HC Deb 22 July 1930 vol 241 cc1941-3

(by Private Notice) asked the Under-Secretary of State for Air if, in view of the distressing calamity which occurred yesterday resulting in the death of six people, he will tell the House what control the Air Ministry exercises over passenger-carrying aircraft, whether such machines are subject to periodical inspection to ascertain if they are airworthy, how often such inspections are made and if he is satisfied that the regulations are carried out in such a manner as to reduce the risk of accidents to a minimum?

The UNDER-SECRETARY of STATE for AIR (Mr. Montague)

It is difficult, within the compass of a Parliamentary reply, to summarise the very elaborate and stringent regulations prescribed by the Air Ministry in order to ensure the safety of the passengers and crew of aircraft plying for public service, such as that to which yesterday's most regrettable accident occurred. I may, however, say briefly that the Air Ministry requires such aircraft to be inspected by a competent ground engineer—that is to say, a ground engineer licensed by the Air Ministry after full investigation of his experience and qualifications—within 24 hours of each flight being undertaken.

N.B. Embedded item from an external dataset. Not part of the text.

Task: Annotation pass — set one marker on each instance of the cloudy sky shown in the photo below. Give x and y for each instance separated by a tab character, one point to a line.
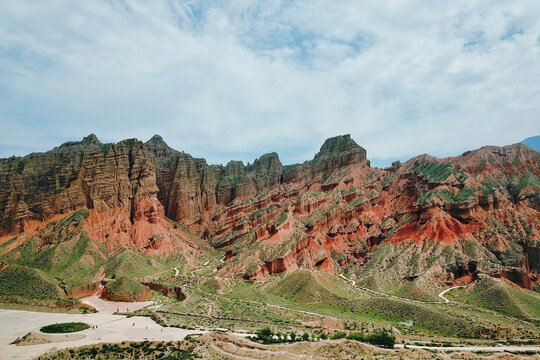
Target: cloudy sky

Following on this inspection the ground engineer is required to furnish a certificate in writing that the aircraft is safe for flight. The inspection covers not only the machine, but also the engine or engines and instruments. In addition, before the flight actually commences, the pilot or person in charge of the aircraft has to satisfy himself that various requirements have been met, and in particular that the loading of the aircraft is such as to ensure safety in flight; to assist him an actual load sheet has to be completed containing certain prescribed particulars.

While I am naturally not in a position to make any definite statement in regard to the machine to which the accident occurred yesterday, until the investigation of the Air Ministry's Inspector of Accidents is complete, I may say that I am in general satisfied that the regulations are most strictly complied with, and that everything possible is done by those responsible for the operation of air services to reduce the risk of accidents to a minimum. The remarkably few accidents which have occurred to British aircraft employed on regular air services of recent years is in itself a striking testimony to this fact.

I should like to take this opportunity of conveying to the relatives of those who have lost their lives an expression of my Noble Friend's and my own most profound sympathy with them in their bereavement, with which I am sure the House as a whole will wish to be associated.

Rear-Admiral SUETER

Can the Under-Secretary of State say whether this was a British-built machine?


I do not think it was a British machine. A British company was operating the flight.


Are any regulations issued as to the length of the inspection by the ground engineer?


I have already said that it is impossible within the limits of a Parliamentary reply to state the whole of the case, but I shall be pleased to give the hon. Member the actual regulations if he wishes to have them.


Can the Under-Secretary say whether these regulations pertain to an airship leaving foreign places?


They are the regulations of the British Air Ministry. Obviously, we cannot control flights from other countries.

Rear-Admiral SUETER

Can the hon. Member say whether this was a French or a German machine?